PEZ, was born in 1981, NANTES, FRANCE. PEZ is an Illustrator, painter, and graphic designer. The prodigious street artist was influenced at a young age by graffiti and hip hop culture and later a whole host of artists such as Klimpt, Magritte, Escher and Dali, Banksy, Kaws, Bua, Proch, Etam Cru, and many more. Pez works to a rather unconventional process, the majority of the time Pez works 100% from his imagination, and sometimes the process serves the idea and not the contrary. As a child, Pez used to hold his pencil incorrectly and his teacher would often punish him, he is still doing so and this isn’t going to change. His smaller sketches, with graphite crayons, take 6 to 10 hours and larger works can take anywhere from40 – 60 hours, sometimes much more depending on the piece. Pez adds a deliberate element of imperfection into his works to ensure that the works aren’t just aesthetic. In the nineties, he was doing throw ups, later he worked as a professional illustrator and continued to take inspiration from graffiti as well as contemporary artists when he started out as a professional artist. Today, he is renowned internationally for his precise drawing skills, humorous subject matter, and detailed content.His works have become highly collectible worldwide.

 

Niall Campbell Strachan is a Scottish visual artist based in the village of Fortrose in the Highlands of Scotland. Self-taught and working intuitively he blends the language of street art with a joyful approach to paint application. Working on primed and raw canvas, on the studio floor, and stretched on the wall, Strachan likes to constantly mix -up his approach to making a painting. Strachan's works have an emotional resonance as we witness creatures pulled from his imagination, childhood daydreams, and wry comments on humanity.Strachan has works in collections worldwide and is part of the permanent collection of Fundación Maria Cristina Massaveu Peterson in Madrid.
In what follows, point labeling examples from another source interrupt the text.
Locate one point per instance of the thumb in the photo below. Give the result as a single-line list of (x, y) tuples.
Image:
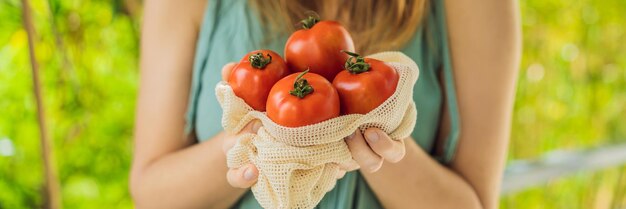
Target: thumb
[(252, 127), (242, 177)]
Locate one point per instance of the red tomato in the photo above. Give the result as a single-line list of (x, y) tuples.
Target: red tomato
[(253, 78), (302, 99), (318, 47), (365, 84)]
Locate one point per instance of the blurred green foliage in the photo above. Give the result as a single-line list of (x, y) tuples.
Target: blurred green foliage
[(571, 95)]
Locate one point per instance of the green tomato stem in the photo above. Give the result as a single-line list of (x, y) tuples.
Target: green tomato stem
[(309, 22), (301, 86), (258, 61), (355, 63)]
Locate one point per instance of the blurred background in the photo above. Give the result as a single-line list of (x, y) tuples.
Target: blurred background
[(567, 145)]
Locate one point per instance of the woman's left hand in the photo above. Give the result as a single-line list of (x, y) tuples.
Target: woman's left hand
[(371, 149)]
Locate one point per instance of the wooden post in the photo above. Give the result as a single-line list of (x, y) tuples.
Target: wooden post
[(51, 185)]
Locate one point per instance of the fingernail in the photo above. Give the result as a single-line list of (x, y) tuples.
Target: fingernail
[(351, 135), (249, 174), (256, 126), (374, 168), (371, 136)]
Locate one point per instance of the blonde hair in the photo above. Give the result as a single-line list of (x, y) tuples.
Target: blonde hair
[(375, 25)]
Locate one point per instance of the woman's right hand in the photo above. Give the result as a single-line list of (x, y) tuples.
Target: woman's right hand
[(245, 176)]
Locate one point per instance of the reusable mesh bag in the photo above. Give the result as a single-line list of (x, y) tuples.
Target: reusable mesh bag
[(297, 166)]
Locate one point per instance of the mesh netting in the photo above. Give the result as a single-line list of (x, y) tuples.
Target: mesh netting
[(297, 166)]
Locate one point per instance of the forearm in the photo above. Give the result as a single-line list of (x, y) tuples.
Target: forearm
[(193, 177), (419, 180)]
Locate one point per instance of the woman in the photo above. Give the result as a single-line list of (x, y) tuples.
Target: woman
[(468, 55)]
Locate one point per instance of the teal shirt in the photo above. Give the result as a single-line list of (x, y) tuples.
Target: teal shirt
[(230, 29)]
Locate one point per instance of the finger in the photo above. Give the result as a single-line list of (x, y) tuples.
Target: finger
[(362, 154), (349, 166), (389, 149), (252, 127), (230, 140), (242, 177), (340, 174), (228, 67)]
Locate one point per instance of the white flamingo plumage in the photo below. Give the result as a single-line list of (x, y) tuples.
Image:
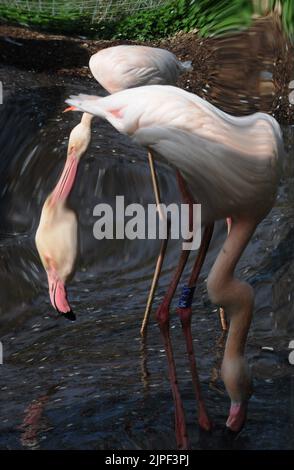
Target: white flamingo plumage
[(230, 165)]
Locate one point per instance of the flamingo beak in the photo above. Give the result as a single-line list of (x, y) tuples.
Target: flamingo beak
[(70, 108), (58, 296)]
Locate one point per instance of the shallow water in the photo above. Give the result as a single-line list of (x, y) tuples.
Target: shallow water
[(84, 385)]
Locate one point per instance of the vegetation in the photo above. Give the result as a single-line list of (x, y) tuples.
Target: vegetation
[(210, 17)]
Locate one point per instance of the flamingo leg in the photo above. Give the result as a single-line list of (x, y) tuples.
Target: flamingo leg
[(237, 298), (162, 316), (185, 312), (222, 315), (162, 252)]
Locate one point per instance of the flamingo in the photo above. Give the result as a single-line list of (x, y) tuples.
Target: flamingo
[(230, 165), (56, 236), (127, 66), (115, 68)]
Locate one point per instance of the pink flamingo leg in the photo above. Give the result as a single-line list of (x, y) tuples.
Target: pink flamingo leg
[(162, 316), (66, 180), (185, 312)]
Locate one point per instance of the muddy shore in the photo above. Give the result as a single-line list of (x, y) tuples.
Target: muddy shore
[(243, 73)]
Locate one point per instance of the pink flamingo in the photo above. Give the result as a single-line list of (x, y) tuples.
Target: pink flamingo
[(230, 165), (115, 68)]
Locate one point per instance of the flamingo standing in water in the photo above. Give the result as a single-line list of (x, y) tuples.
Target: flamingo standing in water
[(229, 165), (115, 68), (120, 67)]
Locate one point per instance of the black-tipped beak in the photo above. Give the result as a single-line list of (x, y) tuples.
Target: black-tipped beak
[(69, 315)]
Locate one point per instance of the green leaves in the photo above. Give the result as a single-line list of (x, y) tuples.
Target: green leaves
[(210, 17)]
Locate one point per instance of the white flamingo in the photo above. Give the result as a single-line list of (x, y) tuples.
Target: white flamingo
[(229, 165), (115, 68)]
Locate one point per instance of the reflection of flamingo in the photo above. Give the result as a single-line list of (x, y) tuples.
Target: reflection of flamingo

Taken from the Greek for ‘living together,’ Strachan explores the relationships and tensions in the natural world where animals are king and humanity is parasitic. Works are energetically brought to life with impassioned mark-making in acrylic and bursts of spray paint.

 

Skyler Chen was born in 1982 Taiwan. He is a multidisciplinary artist now based in Rotterdam, Netherlands. Chen’s work ranges from large oil on canvas, to prints, sculptures, video installations, and children’s book illustrations. As a child, he struggled with undiagnosed dyslexia, and he turned to drawing and painting as a means of communicating with the world.An ex-Mormon, he grappled with his queerness throughout his late teens and 20s, eventually finding a safe space to explore his Asian queer identity in his art practice later in Europe.

 

Socko was born in Seoul, Korea, in 1993. Socko studied at The School of Visual Arts in New York. As of today, Socko is an independent artist based in New York. Socko’s new work explores imagination through the character Dough. Inspired by 90s cartoons and toys, Socko takes viewers to his imaginary world filled with vibrant colors and raw textures. Socko hoped to create something that everyone can resonate with, hence the creation of the imaginary character, ‘Dough' - with dolly eyes and childlike expressions, Dough encapsulates a profound sense of innocence and nostalgia that is much-needed in this world. The bright color's pastel impression stands in constant strong contrast to the even brighter artificial hair color. This contrast is pleasing in many ways. Using pastel hues, Socko can produce a stunningly rich, delicate texture. He demonstrates how the deep, rich hues may shine brilliantly and are easy to mix when used properly. He has more creative freedom while using acrylic to choose the texture and consistency. His creations may appear three-dimensional due to the fact that he only uses two media.